CRÓNICA DE LAS VI JORNADAS DE NOVELA HISTÓRICA DE GRANADA

Este mes de noviembre, las Jornadas de Novela Histórica de Granada nos han regalado muchos buenos momentos y mejores encuentros, pero sobre todo, nos han dejado muy claras dos cosas, y de ellas me voy a servir para contaros lo que fueron estos tres días de trabajo e ilusión.

La primera, sin lugar a dudas, que el interés por la narrativa histórica sigue muy vivo y es cada vez más fiel. Y digo narrativa, que no novela, porque en estas jornadas se habló también de relato, de teatro y hasta de historiografía. Cada año se demuestra que quién viene a conocernos, repite, y en ese empeño seguimos arañando afluencia, aunque sea de poco en poco, a mítines políticos, y lo que es más heroico aún, a partidos de la selección española.



El interés sigue ahí, año tras año, y comprobar que a estas alturas tenemos un público fiel es también buena señal, indicativo de que las cosas se están haciendo bien.
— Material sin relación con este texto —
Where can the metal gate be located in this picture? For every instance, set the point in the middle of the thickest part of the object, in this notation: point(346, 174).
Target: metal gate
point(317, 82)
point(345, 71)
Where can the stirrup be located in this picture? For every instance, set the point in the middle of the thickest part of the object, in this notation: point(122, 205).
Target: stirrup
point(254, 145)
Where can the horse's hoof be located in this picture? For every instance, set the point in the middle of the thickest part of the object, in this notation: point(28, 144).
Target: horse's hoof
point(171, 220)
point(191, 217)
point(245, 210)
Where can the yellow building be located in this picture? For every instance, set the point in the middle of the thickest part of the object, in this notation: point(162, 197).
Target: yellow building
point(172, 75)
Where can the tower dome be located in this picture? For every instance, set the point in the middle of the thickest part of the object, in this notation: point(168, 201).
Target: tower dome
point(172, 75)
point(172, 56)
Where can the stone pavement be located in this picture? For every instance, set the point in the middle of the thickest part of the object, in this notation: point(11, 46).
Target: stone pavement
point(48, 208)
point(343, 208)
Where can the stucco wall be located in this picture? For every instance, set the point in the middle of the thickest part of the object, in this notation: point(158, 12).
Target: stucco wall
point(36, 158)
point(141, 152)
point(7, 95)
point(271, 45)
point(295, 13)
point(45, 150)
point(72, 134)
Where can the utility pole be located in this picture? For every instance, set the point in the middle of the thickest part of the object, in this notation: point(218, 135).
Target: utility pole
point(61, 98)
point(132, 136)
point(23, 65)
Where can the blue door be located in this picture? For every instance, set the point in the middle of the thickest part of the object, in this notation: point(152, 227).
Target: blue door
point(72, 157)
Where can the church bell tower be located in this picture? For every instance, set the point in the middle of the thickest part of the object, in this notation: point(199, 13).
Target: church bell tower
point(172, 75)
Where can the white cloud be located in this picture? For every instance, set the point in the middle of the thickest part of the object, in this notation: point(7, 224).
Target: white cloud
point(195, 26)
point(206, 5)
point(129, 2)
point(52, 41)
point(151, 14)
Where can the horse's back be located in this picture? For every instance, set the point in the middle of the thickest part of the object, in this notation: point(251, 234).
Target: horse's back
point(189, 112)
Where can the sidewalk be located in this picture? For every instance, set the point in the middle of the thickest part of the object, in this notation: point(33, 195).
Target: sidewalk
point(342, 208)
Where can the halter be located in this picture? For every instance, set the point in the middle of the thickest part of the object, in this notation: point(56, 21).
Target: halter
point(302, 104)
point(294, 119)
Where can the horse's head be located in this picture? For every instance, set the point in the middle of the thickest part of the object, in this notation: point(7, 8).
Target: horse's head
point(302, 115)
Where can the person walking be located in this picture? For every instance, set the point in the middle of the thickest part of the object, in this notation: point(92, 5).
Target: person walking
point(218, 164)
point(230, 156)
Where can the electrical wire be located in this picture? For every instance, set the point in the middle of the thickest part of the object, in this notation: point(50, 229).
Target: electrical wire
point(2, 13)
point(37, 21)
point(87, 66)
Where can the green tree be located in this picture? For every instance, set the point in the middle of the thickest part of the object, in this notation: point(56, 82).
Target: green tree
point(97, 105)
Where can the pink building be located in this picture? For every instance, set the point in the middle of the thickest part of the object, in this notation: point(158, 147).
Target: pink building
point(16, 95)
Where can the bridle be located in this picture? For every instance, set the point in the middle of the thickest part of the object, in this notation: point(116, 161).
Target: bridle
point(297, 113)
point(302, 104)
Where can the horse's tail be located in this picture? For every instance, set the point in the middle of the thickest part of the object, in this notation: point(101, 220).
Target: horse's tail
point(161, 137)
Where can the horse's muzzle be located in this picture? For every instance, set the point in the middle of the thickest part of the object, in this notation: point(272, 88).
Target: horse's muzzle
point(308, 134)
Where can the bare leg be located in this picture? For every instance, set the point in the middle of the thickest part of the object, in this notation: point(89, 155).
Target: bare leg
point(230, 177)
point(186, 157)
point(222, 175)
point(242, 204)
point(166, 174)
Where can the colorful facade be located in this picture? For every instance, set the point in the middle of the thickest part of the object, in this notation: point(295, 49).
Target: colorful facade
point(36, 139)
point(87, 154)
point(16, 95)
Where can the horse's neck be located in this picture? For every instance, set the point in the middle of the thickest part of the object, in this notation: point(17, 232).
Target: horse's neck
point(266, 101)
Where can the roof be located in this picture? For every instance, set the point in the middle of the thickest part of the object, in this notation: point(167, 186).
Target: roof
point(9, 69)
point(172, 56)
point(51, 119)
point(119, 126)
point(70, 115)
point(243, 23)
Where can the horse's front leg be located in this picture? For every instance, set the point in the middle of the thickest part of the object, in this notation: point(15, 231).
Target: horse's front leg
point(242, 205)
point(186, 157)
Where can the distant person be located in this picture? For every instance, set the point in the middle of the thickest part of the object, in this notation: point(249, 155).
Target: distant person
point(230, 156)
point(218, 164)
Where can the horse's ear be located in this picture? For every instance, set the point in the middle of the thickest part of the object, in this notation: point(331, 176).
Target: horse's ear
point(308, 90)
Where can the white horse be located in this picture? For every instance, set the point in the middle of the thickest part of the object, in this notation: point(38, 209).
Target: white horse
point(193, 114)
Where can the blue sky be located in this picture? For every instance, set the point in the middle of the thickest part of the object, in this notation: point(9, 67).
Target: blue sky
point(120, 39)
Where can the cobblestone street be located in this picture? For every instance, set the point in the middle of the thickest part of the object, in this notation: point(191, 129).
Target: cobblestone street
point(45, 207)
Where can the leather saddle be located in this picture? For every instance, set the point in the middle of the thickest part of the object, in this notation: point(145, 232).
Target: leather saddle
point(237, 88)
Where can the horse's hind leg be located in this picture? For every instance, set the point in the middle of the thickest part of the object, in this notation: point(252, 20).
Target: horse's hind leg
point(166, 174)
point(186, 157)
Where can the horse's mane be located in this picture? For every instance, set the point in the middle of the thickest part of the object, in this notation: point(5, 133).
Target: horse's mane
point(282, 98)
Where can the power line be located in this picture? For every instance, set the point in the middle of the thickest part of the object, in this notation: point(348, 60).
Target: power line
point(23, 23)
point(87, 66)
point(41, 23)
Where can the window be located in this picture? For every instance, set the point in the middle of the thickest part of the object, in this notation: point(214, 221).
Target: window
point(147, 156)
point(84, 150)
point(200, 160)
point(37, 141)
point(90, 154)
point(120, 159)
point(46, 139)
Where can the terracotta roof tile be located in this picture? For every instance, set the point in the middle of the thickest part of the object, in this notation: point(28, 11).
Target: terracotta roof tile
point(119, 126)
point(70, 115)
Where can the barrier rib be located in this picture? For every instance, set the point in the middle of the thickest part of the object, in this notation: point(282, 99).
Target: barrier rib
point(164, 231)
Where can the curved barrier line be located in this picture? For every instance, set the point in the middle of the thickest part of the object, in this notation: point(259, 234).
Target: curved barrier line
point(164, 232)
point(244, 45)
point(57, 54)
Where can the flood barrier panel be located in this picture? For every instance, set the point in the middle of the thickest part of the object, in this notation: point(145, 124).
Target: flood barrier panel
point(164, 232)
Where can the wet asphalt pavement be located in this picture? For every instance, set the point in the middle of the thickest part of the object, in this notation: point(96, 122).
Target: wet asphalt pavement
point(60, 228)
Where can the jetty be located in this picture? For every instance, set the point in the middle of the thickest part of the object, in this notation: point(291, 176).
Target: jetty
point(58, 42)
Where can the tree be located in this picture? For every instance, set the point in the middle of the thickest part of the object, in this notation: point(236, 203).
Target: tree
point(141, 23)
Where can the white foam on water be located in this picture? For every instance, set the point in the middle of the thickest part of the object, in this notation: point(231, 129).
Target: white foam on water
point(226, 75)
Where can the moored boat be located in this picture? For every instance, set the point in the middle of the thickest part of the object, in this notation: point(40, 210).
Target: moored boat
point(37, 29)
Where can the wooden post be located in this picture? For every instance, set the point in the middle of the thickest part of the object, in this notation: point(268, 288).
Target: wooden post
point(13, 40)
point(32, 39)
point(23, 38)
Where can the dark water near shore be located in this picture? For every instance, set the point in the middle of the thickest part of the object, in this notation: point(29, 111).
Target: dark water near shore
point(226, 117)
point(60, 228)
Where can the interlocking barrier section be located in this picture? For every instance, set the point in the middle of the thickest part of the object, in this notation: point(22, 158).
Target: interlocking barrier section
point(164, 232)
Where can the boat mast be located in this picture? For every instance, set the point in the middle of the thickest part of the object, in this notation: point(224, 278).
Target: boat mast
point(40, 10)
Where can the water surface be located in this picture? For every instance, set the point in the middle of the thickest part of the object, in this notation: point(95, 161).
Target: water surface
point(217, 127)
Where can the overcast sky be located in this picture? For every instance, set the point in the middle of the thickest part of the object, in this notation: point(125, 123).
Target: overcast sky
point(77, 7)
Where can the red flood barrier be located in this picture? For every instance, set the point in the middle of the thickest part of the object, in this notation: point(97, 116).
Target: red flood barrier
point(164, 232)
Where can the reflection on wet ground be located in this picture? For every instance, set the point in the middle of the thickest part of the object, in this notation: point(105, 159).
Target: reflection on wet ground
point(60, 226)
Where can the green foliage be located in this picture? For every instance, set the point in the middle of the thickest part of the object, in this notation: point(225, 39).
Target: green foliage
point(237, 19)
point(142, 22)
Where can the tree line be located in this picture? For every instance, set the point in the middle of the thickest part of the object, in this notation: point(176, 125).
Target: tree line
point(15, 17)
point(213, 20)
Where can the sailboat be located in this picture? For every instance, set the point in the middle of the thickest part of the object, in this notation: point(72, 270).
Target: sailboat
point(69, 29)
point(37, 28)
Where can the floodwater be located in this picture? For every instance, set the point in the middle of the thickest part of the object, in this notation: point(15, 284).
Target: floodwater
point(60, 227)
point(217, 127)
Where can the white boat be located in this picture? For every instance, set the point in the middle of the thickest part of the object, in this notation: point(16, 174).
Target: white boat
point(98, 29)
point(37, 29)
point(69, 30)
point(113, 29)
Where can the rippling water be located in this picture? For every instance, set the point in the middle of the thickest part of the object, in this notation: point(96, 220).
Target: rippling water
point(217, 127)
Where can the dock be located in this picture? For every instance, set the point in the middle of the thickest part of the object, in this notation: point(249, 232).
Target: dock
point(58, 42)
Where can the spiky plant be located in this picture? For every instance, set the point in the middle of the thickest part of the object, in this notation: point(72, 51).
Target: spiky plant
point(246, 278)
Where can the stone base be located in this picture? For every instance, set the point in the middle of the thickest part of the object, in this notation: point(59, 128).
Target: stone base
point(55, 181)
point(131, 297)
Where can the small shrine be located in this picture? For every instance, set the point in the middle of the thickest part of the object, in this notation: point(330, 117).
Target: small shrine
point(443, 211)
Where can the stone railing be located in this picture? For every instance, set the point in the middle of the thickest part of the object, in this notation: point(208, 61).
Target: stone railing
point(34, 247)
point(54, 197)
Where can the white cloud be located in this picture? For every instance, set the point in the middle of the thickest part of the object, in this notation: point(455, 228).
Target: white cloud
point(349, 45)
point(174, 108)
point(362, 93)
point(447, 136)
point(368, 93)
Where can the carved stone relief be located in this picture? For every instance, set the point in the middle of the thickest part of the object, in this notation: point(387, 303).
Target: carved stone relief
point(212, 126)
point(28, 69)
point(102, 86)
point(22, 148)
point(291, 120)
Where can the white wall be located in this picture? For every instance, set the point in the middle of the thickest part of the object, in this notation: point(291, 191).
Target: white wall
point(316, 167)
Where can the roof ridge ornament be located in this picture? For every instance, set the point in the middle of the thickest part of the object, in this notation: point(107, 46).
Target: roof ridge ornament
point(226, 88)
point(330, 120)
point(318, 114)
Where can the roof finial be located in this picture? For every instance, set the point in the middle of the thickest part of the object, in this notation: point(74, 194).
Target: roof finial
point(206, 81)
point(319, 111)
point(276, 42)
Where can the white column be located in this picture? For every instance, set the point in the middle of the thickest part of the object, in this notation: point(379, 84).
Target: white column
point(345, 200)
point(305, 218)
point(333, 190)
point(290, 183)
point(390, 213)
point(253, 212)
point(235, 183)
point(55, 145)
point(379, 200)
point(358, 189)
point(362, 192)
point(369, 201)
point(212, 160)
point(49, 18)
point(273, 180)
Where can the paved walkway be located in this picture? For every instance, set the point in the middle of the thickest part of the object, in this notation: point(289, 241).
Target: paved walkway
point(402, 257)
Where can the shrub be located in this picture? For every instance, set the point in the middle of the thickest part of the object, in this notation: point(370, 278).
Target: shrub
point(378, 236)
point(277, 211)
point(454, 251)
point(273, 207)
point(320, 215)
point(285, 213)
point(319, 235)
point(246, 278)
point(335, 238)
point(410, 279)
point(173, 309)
Mantenemos esquemas de años previos que se demuestran acertados; ofrecemos nuevas actividades con que tentar a posibles asistentes. Ambas cosas tuvieron éxito, y nos alegramos por ello.

Entre nuestras nuevas actividades, la que inauguró nuestras Jornadas en la tarde del viernes 11: un taller de recreación que, bajo el título Roma Vincit, nos permitió aprender sobre la acuñación de moneda y las fórmulas de vestimenta en la Roma antigua, todo ello conducido por Daniel Sánchez y Aránzazu Medina.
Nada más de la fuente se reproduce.